Heart attack

Thursday, December 16, 2010

Working In Theatre- Part 2

I've decided it will be best to break these autobiographical musings into 'parts', as it will be easier to read if it's in installments. I'm saving them before they 'go live' as a lot of what I'm writing was around 40 years ago and I'm really stretching the powers of memory to put in all the little details I want to.

I mentioned in the first installments the basics of putting on a play, from the first read-through to First Night. Those technical rehearsals I remember could sometimes go on into the wee small hours of the following day, and the efforts we went to to get the lighting, sound cues and scene changes right were all part of stage management's job description. You had to be able to merely merge with the scenery in some instances, and be very efficient with the scene changes, moving around back-stage as if you weren't there. It was no good being clumsy and noisy as you moved around back-stage, so as not to distract the actors on stage, or to spoil the show for the audience.

In those days we were expected to not only fulfill our stage management duties, but to also do the occasional small part. Generally, in some productions, we would be merely used as 'extras' or 'walk-on's', somewhat in the same way as 'Walk-Ons' or 'Supporting Artistes' are used in television and film productions.  In theatre this is usually referred to as "Spear-Carrying" as you might be on stage in, say, a Shakespeare production literally carrying a spear in the background. I hadn't been at Cheltenham long before I had to appear on stage in the production which followed on from "Jane Eyre", a production of "A Winter's Tale" by William Shakespeare. We had to fill up various scenes in the background as shepherds or something similar, and you soon learned to stand absolutely still in the background so as not to 'up-stage' the actors by fidgeting or scratching your nose at an inappropriate moment! 

Towards the end of the season, just before Christmas that year, they staged another Shakespere production, this time "Romeo and Juliet" and we were called upon to appear on stage during the opening scene, a street in Verona or somewhere or other, and had to fight with staves during the feuding between the Montagues and the Capulets. We were rehearsed with a fight arranger and assimilated into the action, but it was quite a feat not to get your hands hit by the guy I was supposed to be fighting with using the staves! There was another production I was in, called "They Don't Grow On Trees." Myself and the other A.S.M. were cast as 'men from the lunatic asylum'  (to perhaps be a little more politically correct these days 'mental health unit.') The concept of the play was that this couple was advertising for a nanny or au pair to look after their children, and the actress at the centre of the action (played by Vivienne Ross) played about a dozen different characters, including this character who had escaped from a mental health institution. We were supposed to rush in and 'arrest' her and cart her off in an ambulance to the hospital. I actually had lines, but unfortunately the audience laughed so much I wasn't ever heard! The character jumps out of the window to make her entrance, and I think we had to follow! At one point during the action she had to go off stage to make a costume change, so another member of stage management was dressed in identical costume and hid behind the sofa so as to make the exit. I don't know whether the audience guessed that there was a double involved in all this!
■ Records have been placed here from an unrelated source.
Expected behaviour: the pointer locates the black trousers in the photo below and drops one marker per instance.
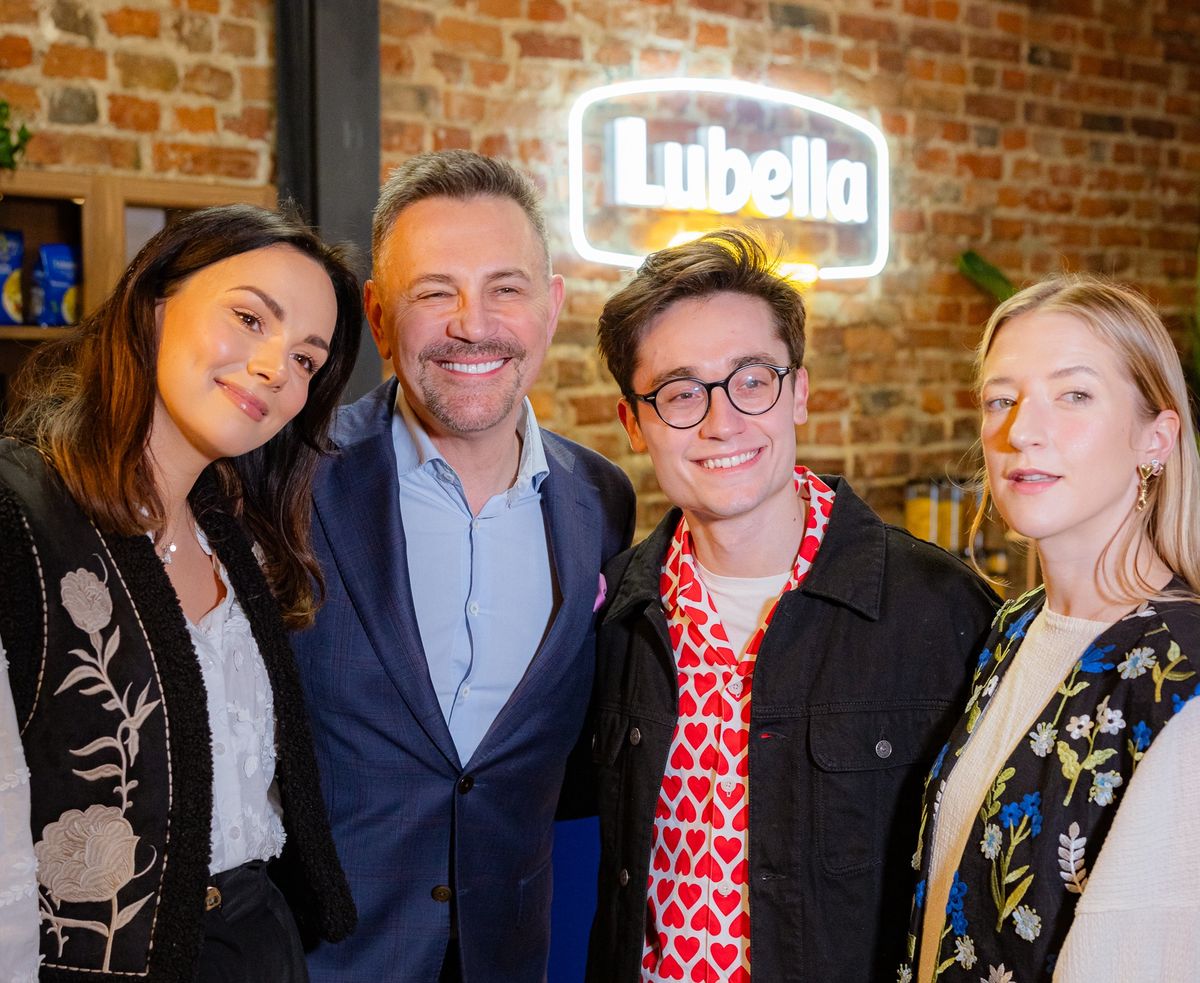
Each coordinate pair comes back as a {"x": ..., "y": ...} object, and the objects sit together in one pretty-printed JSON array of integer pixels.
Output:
[{"x": 252, "y": 936}]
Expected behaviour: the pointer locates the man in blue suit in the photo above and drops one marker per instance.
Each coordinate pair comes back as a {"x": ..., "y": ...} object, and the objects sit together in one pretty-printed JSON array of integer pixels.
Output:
[{"x": 449, "y": 670}]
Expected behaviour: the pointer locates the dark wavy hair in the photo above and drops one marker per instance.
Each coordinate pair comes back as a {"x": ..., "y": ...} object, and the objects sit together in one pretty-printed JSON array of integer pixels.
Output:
[{"x": 87, "y": 401}]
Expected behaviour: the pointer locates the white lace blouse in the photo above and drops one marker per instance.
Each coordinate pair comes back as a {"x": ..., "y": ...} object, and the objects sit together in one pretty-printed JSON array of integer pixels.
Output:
[
  {"x": 247, "y": 819},
  {"x": 18, "y": 909}
]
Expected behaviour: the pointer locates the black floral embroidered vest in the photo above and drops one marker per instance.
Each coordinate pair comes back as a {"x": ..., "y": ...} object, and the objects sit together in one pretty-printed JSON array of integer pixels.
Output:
[
  {"x": 114, "y": 725},
  {"x": 1048, "y": 810}
]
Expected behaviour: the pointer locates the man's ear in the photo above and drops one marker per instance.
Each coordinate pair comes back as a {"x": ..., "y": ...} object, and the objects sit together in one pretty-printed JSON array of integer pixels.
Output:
[
  {"x": 801, "y": 397},
  {"x": 373, "y": 306},
  {"x": 557, "y": 292},
  {"x": 633, "y": 429}
]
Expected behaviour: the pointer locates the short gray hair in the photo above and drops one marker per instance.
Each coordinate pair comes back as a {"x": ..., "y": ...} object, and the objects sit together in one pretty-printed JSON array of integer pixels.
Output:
[{"x": 459, "y": 174}]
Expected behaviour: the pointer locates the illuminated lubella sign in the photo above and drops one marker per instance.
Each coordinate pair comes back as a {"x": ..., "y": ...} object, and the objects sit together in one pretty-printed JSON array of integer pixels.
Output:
[
  {"x": 802, "y": 183},
  {"x": 819, "y": 165}
]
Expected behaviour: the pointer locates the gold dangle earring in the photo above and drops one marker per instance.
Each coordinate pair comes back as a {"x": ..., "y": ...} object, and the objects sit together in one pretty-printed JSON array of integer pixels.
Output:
[{"x": 1145, "y": 472}]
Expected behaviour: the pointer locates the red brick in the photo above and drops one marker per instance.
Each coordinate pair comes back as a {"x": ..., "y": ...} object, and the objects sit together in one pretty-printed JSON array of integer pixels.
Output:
[
  {"x": 484, "y": 73},
  {"x": 546, "y": 10},
  {"x": 209, "y": 81},
  {"x": 712, "y": 35},
  {"x": 499, "y": 7},
  {"x": 16, "y": 52},
  {"x": 18, "y": 12},
  {"x": 867, "y": 28},
  {"x": 21, "y": 96},
  {"x": 1001, "y": 108},
  {"x": 133, "y": 22},
  {"x": 240, "y": 40},
  {"x": 539, "y": 45},
  {"x": 988, "y": 166},
  {"x": 253, "y": 121},
  {"x": 193, "y": 160},
  {"x": 401, "y": 137},
  {"x": 471, "y": 36},
  {"x": 73, "y": 61},
  {"x": 132, "y": 113},
  {"x": 139, "y": 71},
  {"x": 199, "y": 119},
  {"x": 399, "y": 21}
]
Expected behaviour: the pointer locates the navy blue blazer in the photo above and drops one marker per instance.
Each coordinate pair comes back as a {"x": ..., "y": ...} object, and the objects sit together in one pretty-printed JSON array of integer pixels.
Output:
[{"x": 409, "y": 819}]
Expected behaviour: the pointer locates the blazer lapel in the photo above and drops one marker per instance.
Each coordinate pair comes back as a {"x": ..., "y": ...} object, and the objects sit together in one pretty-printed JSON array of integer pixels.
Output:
[{"x": 358, "y": 505}]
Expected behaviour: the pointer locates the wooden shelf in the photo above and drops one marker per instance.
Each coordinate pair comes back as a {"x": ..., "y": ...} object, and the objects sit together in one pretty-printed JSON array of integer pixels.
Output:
[{"x": 31, "y": 333}]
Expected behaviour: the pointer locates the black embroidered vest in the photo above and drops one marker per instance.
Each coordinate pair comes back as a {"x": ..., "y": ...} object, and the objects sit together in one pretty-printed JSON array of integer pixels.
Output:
[
  {"x": 115, "y": 732},
  {"x": 1048, "y": 810}
]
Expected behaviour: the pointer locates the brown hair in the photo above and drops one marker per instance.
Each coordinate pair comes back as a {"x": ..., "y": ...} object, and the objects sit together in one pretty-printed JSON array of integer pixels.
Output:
[
  {"x": 1128, "y": 324},
  {"x": 726, "y": 261},
  {"x": 459, "y": 174},
  {"x": 87, "y": 402}
]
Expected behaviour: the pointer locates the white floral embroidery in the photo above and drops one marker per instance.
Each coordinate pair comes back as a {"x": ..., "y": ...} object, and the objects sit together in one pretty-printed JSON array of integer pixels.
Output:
[
  {"x": 1080, "y": 727},
  {"x": 1103, "y": 785},
  {"x": 965, "y": 951},
  {"x": 991, "y": 841},
  {"x": 1138, "y": 661},
  {"x": 1042, "y": 739},
  {"x": 1027, "y": 922}
]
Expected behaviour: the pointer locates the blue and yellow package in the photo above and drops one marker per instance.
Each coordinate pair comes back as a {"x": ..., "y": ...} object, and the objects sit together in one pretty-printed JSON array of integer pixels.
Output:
[
  {"x": 54, "y": 299},
  {"x": 12, "y": 256}
]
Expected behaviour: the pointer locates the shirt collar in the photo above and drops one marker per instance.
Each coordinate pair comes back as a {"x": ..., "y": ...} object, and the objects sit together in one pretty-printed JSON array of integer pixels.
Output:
[{"x": 415, "y": 449}]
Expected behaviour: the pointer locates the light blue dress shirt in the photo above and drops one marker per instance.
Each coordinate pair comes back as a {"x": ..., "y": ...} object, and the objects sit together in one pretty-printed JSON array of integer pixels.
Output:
[{"x": 483, "y": 585}]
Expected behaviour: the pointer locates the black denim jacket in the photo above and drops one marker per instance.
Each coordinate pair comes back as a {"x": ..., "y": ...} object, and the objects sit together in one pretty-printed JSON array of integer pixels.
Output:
[{"x": 857, "y": 684}]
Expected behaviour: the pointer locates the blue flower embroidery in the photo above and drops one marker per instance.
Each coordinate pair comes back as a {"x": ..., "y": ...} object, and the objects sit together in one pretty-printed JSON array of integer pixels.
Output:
[
  {"x": 1179, "y": 703},
  {"x": 937, "y": 765},
  {"x": 954, "y": 906},
  {"x": 1017, "y": 629},
  {"x": 1093, "y": 659}
]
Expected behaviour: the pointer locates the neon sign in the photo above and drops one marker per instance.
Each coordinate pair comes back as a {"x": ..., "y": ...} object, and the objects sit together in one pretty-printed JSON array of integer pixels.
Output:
[{"x": 799, "y": 163}]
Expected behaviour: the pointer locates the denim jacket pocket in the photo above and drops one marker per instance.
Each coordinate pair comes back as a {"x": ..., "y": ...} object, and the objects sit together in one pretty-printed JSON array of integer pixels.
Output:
[{"x": 869, "y": 768}]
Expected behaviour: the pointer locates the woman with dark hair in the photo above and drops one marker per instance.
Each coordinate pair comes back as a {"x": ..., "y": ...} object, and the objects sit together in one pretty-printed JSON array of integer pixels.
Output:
[
  {"x": 1061, "y": 821},
  {"x": 154, "y": 526}
]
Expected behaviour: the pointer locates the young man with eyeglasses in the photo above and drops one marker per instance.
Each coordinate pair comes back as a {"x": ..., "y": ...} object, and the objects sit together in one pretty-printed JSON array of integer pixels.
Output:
[{"x": 778, "y": 667}]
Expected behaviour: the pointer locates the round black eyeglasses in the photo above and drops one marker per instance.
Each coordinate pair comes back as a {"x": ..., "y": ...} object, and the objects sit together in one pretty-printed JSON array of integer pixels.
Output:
[{"x": 751, "y": 389}]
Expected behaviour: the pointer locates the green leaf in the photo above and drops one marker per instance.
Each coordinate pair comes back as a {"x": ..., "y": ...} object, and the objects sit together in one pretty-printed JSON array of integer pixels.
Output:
[
  {"x": 1097, "y": 757},
  {"x": 1069, "y": 760},
  {"x": 1014, "y": 899},
  {"x": 985, "y": 276}
]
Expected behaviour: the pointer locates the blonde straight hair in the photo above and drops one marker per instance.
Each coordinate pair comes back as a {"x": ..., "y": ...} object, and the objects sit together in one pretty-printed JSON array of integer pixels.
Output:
[{"x": 1129, "y": 325}]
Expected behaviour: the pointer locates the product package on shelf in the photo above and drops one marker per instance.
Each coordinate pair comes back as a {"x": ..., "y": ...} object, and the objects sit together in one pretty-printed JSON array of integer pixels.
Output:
[
  {"x": 54, "y": 298},
  {"x": 12, "y": 256}
]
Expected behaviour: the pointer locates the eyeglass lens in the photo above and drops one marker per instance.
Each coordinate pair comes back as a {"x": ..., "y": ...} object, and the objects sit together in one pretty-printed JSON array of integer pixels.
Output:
[{"x": 753, "y": 389}]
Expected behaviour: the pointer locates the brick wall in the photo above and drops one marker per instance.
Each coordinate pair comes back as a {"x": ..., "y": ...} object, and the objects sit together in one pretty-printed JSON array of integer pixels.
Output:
[
  {"x": 1047, "y": 135},
  {"x": 157, "y": 88}
]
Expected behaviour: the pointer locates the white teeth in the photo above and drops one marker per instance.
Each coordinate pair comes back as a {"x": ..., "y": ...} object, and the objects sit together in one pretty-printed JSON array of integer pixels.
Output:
[
  {"x": 473, "y": 369},
  {"x": 729, "y": 462}
]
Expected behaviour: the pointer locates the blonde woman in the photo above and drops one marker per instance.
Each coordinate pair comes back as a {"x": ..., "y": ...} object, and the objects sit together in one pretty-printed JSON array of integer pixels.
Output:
[{"x": 1061, "y": 826}]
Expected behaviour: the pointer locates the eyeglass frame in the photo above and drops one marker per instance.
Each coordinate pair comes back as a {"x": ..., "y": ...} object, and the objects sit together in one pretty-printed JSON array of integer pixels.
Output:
[{"x": 781, "y": 372}]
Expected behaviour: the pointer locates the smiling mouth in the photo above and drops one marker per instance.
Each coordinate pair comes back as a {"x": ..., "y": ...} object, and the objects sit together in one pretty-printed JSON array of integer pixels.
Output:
[
  {"x": 250, "y": 405},
  {"x": 721, "y": 463},
  {"x": 472, "y": 369}
]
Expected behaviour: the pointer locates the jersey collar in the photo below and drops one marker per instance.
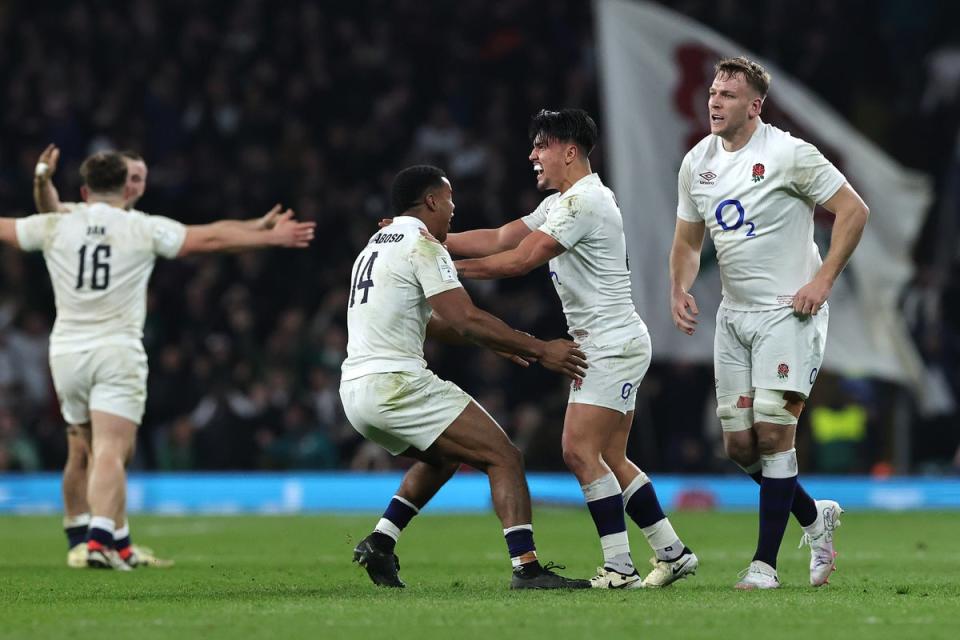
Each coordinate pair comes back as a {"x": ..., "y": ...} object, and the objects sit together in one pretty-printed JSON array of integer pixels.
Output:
[{"x": 409, "y": 220}]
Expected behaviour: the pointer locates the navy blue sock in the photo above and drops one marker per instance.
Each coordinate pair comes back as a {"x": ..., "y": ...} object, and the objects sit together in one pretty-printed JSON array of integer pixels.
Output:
[
  {"x": 399, "y": 513},
  {"x": 607, "y": 514},
  {"x": 520, "y": 544},
  {"x": 397, "y": 516},
  {"x": 102, "y": 536},
  {"x": 776, "y": 496},
  {"x": 643, "y": 506},
  {"x": 76, "y": 535},
  {"x": 804, "y": 507}
]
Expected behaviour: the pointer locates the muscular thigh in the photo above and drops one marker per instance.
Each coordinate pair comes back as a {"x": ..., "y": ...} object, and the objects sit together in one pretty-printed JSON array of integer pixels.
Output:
[{"x": 402, "y": 409}]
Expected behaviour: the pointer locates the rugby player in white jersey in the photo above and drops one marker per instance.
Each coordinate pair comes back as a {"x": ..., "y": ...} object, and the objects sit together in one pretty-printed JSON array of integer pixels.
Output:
[
  {"x": 100, "y": 256},
  {"x": 579, "y": 231},
  {"x": 404, "y": 287},
  {"x": 76, "y": 508},
  {"x": 755, "y": 187}
]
I'm really trying to remember exactly what plays were in the season when I was at the Everyman. I have mentioned four plays, "Jane Eyre", "A Winter's Tale", "Romeo and Juliet" and "They Don't Grow On Trees." Others included "Spring and Port Wine", "Hedda Gabler", "A Day In The Death Of Joe Egg," "The Circle",   "Salad Days" (which replaced "The Country Wife" as it was going to cost to much to stage, due to wigs and costumes.) and "The Lady Of The Camellias." There was a World Premiere, of a play by a playwright called John Peacock, "The Children Of The Wolf."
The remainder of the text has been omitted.